I’ve known people like that. I understand why John the Baptist could recognize it in Jesus. Sometimes it’s just so obvious you can’t avoid it. One person who stands out for me just now was Louie Crew, the founder of Integrity and the prime mover in helping the Episcopal Church wake up to its gay and lesbian members and incorporate them fully into its life. He brought the whole issue out into the open and even though he suffered a lot of abuse, he wouldn’t let it get dropped again. I met him only once, and I expected my own mental image of a social activist—someone blazing with righteous indignation and skilled in marshaling people to fight for the right. Instead, he was the mildest of people, very modest, almost shy. And I understand he was that way with everybody, including the people who most vehemently disagreed with him—people who were his avowed enemies. He took loving one’s neighbor not just as a duty, but as a way of life.
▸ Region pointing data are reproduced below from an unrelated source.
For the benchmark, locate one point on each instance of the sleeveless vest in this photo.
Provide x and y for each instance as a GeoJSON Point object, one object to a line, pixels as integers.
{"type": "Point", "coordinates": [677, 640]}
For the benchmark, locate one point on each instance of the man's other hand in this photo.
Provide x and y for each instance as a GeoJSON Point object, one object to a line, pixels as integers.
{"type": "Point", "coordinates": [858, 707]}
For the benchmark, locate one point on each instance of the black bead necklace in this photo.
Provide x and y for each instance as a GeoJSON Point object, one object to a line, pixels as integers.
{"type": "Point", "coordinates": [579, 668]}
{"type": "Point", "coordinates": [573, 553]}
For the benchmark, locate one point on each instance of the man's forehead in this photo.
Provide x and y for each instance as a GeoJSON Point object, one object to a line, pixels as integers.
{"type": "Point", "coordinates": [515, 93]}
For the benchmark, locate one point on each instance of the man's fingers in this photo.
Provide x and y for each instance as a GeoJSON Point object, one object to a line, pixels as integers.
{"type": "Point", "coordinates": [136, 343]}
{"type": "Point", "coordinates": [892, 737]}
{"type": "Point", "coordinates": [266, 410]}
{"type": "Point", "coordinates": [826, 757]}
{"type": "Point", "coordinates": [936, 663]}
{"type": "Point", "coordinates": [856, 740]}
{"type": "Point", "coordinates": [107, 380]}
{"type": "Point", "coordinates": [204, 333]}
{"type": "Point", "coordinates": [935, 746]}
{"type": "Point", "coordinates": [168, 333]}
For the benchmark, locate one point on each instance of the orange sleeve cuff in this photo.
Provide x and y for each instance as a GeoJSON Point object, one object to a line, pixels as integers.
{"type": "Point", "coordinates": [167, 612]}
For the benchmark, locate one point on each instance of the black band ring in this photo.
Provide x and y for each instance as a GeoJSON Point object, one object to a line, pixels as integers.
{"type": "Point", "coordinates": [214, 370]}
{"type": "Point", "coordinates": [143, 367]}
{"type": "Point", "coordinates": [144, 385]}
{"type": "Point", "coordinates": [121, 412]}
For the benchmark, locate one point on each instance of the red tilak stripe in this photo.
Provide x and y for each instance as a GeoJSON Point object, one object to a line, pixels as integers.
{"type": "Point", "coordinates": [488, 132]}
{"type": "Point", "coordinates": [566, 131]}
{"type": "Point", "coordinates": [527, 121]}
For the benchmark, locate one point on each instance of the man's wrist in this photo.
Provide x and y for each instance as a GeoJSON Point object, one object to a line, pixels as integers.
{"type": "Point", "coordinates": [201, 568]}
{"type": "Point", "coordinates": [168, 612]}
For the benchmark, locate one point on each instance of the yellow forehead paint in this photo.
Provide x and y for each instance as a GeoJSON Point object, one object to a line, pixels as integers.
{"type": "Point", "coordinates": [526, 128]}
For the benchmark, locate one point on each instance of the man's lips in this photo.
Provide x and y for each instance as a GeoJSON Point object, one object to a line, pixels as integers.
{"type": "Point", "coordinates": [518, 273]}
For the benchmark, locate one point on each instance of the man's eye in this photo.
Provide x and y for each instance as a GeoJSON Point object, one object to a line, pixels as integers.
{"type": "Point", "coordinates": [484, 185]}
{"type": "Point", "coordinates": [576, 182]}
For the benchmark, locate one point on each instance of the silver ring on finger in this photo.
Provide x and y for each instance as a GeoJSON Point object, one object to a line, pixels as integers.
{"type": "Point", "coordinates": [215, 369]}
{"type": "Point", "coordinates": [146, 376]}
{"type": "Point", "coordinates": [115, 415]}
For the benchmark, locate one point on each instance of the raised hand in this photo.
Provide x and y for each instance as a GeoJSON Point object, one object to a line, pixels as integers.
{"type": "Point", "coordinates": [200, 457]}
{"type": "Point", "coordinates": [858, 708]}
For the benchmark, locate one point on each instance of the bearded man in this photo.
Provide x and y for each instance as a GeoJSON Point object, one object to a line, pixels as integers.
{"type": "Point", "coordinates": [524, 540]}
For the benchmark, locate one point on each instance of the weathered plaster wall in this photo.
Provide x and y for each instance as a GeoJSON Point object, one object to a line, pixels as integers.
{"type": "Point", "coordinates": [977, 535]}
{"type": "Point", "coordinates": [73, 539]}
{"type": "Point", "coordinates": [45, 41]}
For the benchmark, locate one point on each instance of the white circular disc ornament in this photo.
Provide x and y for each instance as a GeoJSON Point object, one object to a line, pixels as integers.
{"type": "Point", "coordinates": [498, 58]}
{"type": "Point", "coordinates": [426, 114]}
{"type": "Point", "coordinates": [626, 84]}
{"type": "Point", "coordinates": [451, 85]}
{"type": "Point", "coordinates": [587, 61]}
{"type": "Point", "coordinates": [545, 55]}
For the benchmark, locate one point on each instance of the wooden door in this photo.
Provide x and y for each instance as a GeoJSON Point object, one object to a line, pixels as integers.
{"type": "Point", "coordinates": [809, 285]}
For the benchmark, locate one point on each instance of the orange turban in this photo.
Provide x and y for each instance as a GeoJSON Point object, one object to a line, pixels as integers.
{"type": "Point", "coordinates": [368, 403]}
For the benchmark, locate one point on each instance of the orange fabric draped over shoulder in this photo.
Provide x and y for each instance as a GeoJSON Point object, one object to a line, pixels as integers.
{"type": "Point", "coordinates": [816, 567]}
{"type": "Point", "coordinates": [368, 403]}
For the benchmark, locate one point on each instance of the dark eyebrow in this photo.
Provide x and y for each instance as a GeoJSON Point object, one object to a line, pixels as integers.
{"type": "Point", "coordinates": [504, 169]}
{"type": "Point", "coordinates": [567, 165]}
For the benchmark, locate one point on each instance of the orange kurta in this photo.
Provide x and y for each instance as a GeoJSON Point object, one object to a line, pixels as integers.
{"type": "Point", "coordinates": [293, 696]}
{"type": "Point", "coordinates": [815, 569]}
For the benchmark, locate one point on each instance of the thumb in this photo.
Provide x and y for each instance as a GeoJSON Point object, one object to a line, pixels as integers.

That God’s power can also work through us in this way shouldn’t come as a surprise. Think of St. Francis of Assisi or Martin Luther King Jr. Think people as you have known yourself—people in whose presence you realized you were in the presence of grace. You don’t have to be famous or obviously powerful to show forth this power of God. But the world around you will be changed, aided, renewed.
This kind of power can disarm suspicion and hatred. Our story from Acts shows it in action. To fill in the background: Cornelius the Centurion has asked Peter to come to his house because of a vision he has seen. Peter is deeply reluctant. After all, Cornelius is an officer in the Roman army that occupies Judea. He is a powerful man. He’s a gentile and therefore unclean. If Peter goes to see him, it will be extremely rude to refuse to eat with him. It’s said that Cornelius believes in the Jewish God and is known for his generosity in almsgiving and devoted to prayer. But he’s an outsider. Worse than that, he’s a powerful outsider—thunderstorm powerful.
But Peter can somehow tell that Cornelius has come to know the humble power of God. And Peter can see it in him and is converted by it. Peter came, worried about being compromised by even entering Cornelius’s house. But he sees God at work in the centurion, and he embraces him as kin. With every moment of this kind, God is at work recreating the world. What could we desire more than to be part of such moments, caught up by the unassuming, generous, power of God?
Today is the First Sunday after the Epiphany in our Western Christian calendar. We apply the term “epiphany” to the visit of the Magi, another moment in which unassuming gentleness bridged the gap between people so very unlike each other. The magi saw it in the holy family. The holy family saw it in the magi. Both found it in the infant Jesus.
When Eastern Christians speak of the Epiphany, they mean by it Jesus’ baptism, another instance of the same divine humility. And so, each year, we celebrate Epiphany twice, first in the stable with the Magi, then at the River Jordan with John the Baptist. Keep it in mind. God’s thunderstorm power is overwhelming enough. But the great power of God is this humbler form, by which we and our world are being transformed with grace.